Our building

The Museum is housed in one of Santiago’s most distinguished colonial buildings. Constructed in 1805 in the neoclassical style, thebuilding originally was home to the colonial government’s Royal Customs House.

Located one block from the Plaza de Armas of Santiago, the site the Museum occupies has always played a central role in the history of both the city and the country. In 1555, this very block was granted to the first Mayor of Santiago, Juan de Cuevas, who built his residence on it. In 1635 the Jesuit Order installed the royal Colegio Convictorio de San Francisco Javier, after named the Convictorio Carolino de Nobles.

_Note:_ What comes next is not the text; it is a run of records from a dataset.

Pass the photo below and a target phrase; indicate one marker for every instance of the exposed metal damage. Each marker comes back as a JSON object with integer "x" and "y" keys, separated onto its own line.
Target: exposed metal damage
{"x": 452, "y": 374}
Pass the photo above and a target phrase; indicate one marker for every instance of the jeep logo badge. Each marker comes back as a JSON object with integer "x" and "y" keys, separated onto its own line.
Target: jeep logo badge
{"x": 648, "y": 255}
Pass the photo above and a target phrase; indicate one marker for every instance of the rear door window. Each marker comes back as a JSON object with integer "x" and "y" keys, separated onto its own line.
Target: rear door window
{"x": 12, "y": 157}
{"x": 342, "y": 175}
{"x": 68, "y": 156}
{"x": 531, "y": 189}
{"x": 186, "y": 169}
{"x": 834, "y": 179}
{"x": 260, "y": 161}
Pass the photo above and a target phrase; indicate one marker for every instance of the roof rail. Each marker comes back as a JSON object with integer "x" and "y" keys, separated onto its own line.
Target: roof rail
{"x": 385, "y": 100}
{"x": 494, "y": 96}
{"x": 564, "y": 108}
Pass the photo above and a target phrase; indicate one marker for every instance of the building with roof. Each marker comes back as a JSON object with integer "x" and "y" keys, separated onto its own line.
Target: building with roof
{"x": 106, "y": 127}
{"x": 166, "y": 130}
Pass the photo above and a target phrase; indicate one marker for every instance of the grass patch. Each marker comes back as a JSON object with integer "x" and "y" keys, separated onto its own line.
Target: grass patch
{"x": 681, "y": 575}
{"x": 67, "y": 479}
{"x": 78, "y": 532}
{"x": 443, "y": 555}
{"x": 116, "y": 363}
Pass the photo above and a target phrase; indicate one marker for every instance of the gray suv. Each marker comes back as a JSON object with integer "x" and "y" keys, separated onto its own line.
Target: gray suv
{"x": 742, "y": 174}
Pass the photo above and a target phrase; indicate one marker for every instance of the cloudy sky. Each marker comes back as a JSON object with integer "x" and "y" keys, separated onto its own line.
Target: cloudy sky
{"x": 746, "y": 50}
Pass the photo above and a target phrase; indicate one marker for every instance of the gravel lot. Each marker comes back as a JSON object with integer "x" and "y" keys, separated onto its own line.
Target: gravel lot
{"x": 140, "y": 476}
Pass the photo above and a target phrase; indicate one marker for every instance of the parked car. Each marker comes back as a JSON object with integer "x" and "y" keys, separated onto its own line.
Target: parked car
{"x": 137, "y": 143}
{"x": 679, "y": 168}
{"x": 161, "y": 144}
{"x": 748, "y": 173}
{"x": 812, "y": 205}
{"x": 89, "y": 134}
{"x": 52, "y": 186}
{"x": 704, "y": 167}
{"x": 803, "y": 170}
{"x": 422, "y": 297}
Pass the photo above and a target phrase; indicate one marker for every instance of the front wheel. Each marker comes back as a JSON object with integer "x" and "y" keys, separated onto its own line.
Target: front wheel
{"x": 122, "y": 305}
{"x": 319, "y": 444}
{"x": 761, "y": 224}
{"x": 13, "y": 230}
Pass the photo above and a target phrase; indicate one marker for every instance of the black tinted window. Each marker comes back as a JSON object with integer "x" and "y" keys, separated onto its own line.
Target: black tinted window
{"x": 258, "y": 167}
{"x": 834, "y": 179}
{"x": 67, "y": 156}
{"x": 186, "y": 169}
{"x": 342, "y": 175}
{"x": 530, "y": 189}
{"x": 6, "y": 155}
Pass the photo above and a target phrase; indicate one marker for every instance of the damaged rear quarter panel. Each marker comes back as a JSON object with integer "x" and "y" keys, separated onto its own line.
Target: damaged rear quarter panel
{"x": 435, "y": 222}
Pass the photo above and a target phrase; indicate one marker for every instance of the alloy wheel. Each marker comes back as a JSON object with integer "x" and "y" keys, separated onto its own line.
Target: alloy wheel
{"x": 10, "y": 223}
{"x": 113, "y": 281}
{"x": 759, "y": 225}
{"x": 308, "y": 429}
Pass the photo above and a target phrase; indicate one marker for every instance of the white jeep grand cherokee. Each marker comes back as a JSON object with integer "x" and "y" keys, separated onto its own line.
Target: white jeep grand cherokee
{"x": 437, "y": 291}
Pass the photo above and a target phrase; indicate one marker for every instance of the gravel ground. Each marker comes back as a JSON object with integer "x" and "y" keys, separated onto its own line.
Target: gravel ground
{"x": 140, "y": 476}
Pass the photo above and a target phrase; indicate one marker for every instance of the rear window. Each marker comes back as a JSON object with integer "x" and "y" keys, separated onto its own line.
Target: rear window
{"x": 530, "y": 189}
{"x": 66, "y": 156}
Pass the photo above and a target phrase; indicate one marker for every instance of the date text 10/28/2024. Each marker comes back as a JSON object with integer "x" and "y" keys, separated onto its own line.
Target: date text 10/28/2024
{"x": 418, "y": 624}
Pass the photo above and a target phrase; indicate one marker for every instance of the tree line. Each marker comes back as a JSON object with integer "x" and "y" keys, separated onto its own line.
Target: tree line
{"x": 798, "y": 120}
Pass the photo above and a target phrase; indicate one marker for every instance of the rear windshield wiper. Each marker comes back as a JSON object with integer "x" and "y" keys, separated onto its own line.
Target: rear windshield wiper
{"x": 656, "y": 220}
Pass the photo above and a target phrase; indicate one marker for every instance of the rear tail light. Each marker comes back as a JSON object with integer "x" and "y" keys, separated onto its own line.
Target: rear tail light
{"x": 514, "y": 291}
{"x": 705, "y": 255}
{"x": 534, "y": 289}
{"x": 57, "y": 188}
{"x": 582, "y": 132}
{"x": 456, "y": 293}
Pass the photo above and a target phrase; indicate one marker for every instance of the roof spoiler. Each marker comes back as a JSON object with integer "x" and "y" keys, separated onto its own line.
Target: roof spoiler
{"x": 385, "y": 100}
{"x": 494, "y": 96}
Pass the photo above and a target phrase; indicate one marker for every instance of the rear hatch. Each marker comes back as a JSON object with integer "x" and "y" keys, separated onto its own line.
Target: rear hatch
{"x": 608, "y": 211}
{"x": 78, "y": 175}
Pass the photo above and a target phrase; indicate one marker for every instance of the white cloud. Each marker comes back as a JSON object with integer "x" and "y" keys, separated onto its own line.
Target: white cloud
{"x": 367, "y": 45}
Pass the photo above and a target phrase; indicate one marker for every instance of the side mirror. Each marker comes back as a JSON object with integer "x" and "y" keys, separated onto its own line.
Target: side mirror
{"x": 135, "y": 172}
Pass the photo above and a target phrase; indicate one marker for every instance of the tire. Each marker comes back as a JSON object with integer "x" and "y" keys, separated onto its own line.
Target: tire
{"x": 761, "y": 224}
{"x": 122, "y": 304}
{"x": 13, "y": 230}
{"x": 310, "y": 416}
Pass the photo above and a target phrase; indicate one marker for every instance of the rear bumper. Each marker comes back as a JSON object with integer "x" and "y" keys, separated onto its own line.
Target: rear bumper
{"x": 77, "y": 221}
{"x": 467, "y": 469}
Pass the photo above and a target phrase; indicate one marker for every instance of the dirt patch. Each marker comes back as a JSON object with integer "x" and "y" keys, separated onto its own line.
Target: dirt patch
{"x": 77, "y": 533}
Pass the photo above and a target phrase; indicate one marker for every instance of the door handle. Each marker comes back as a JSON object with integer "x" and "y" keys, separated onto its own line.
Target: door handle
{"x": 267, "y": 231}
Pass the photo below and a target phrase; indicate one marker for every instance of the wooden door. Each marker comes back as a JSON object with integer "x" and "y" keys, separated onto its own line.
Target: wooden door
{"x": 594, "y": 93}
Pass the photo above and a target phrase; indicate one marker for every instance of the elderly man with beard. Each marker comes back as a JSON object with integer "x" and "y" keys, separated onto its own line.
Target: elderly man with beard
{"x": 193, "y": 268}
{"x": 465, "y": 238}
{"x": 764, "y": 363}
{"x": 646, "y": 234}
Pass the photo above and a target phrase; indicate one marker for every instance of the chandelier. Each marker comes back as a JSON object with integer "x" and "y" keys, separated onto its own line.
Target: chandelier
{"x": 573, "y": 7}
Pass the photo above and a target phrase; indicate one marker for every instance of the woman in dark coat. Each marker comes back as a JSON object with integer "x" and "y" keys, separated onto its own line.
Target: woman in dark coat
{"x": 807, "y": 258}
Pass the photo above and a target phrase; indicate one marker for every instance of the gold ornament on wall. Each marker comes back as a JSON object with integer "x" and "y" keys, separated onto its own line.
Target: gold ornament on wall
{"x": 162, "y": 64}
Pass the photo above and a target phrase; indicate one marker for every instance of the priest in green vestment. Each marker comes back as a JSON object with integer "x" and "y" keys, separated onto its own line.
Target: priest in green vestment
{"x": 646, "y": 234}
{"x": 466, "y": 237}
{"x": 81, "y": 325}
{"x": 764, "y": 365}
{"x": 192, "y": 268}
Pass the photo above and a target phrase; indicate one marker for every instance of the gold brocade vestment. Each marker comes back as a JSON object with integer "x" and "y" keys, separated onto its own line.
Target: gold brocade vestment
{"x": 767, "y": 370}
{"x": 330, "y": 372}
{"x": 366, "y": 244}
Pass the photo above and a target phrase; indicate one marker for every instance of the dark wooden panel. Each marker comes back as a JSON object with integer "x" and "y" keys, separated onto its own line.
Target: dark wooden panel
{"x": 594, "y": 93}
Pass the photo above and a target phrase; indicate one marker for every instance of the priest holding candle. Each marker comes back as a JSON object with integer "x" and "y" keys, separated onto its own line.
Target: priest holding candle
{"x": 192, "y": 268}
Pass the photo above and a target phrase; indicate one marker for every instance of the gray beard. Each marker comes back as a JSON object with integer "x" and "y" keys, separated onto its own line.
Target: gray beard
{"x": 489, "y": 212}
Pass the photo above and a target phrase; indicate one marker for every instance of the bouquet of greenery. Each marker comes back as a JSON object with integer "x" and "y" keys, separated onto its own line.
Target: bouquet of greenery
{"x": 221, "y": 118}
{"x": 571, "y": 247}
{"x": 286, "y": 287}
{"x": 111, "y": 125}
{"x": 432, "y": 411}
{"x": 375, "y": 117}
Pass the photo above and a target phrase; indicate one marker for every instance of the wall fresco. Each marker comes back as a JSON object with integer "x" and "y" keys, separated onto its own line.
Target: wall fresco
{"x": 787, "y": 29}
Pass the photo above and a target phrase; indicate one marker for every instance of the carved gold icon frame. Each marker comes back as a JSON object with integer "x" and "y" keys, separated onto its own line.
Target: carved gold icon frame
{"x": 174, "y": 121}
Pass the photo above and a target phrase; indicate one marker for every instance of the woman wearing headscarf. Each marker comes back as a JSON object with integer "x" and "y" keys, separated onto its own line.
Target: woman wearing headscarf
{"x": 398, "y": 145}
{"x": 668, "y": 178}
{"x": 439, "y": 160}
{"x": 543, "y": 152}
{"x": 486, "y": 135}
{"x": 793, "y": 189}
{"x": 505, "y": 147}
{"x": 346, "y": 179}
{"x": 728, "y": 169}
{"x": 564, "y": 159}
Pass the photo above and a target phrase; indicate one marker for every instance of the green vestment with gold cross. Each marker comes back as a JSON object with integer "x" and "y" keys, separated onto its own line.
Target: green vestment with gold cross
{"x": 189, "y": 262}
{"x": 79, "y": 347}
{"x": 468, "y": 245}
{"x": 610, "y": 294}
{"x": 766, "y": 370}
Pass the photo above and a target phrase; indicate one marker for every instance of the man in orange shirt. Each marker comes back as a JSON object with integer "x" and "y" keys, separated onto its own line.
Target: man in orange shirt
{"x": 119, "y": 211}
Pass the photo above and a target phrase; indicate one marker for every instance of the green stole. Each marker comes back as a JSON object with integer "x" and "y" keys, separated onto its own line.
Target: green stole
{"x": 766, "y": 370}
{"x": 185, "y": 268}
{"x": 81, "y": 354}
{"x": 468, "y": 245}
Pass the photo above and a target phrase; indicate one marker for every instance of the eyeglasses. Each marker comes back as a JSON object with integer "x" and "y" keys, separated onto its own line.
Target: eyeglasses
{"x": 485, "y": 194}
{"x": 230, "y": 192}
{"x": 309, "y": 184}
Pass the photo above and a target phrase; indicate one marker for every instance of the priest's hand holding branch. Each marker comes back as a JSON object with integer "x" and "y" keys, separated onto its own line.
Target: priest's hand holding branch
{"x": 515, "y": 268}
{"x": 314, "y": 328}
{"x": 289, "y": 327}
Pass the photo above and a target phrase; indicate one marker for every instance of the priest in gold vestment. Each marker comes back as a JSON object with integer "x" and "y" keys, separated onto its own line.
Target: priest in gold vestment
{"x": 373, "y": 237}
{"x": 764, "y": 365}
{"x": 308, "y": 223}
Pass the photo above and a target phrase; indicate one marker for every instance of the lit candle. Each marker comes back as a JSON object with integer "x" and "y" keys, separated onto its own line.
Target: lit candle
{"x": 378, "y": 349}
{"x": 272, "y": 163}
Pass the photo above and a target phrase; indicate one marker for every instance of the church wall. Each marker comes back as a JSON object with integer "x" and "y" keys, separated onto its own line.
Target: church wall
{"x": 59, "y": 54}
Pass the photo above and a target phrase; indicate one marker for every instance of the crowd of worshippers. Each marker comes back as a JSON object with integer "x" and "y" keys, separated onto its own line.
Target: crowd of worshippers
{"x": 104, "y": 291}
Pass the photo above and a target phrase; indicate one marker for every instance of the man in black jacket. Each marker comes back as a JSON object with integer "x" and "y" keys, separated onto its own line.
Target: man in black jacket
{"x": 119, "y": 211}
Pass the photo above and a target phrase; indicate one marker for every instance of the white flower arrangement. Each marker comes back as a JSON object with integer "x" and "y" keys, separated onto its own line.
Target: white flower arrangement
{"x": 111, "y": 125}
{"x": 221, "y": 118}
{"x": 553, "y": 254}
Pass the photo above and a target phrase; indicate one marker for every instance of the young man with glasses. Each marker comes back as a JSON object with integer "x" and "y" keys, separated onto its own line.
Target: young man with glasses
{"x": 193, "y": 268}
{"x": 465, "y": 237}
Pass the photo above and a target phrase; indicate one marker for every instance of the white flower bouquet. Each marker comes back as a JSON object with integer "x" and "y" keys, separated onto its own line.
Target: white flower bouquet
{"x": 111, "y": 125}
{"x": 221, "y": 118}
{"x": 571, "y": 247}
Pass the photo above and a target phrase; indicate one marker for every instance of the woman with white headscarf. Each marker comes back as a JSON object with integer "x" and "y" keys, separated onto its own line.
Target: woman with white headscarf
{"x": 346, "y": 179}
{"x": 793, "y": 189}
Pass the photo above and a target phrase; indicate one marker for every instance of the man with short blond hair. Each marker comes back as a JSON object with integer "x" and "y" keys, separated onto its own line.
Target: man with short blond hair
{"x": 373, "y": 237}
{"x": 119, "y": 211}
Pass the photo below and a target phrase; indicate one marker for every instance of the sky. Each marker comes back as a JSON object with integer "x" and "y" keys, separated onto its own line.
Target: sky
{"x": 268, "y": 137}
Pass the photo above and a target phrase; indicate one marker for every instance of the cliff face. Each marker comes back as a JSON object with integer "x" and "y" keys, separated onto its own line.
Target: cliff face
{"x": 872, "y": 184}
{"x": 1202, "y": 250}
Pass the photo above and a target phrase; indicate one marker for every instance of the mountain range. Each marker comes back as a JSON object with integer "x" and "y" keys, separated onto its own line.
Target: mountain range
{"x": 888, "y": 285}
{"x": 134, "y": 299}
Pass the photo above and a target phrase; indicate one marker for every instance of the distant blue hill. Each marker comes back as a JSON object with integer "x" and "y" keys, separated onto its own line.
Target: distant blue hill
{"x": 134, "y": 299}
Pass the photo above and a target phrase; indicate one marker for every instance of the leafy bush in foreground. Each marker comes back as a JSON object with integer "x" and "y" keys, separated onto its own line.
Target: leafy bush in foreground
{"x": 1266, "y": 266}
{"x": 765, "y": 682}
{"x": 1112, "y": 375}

Subsequently, Governor Luis Muñoz de Guzmán ordered that the Royal Customs House be built on the site and commissions its construction to military engineer José María de Atero, who erected the building between 1805 and 1807. This building, declared a National Monument and now home of the Chilean Museum of Precolombian Art, expresses a pure neoclassical architecture that was based on plans drawn up by de Joaquín Toesca, an Italian architect whose previous commissions included the Palacio de La Moneda presidential palace, among other buildings.

During the Republican period the building housed the National Library, and in 1845 it became home to the Courts of Justice, which it remained until1968 when a great fire completely destroyed the building and its archives. In the 1980s, through a series of restoration projects, the Custom’s House was completely rebuilt and refurbished, and became the home of the Museum.

The first floor of the Museum houses the temporary exhibit galleries. The Museum’s library operates in the basement of Compañía 1068, in a building designed by Sergio Larraín García Moreno.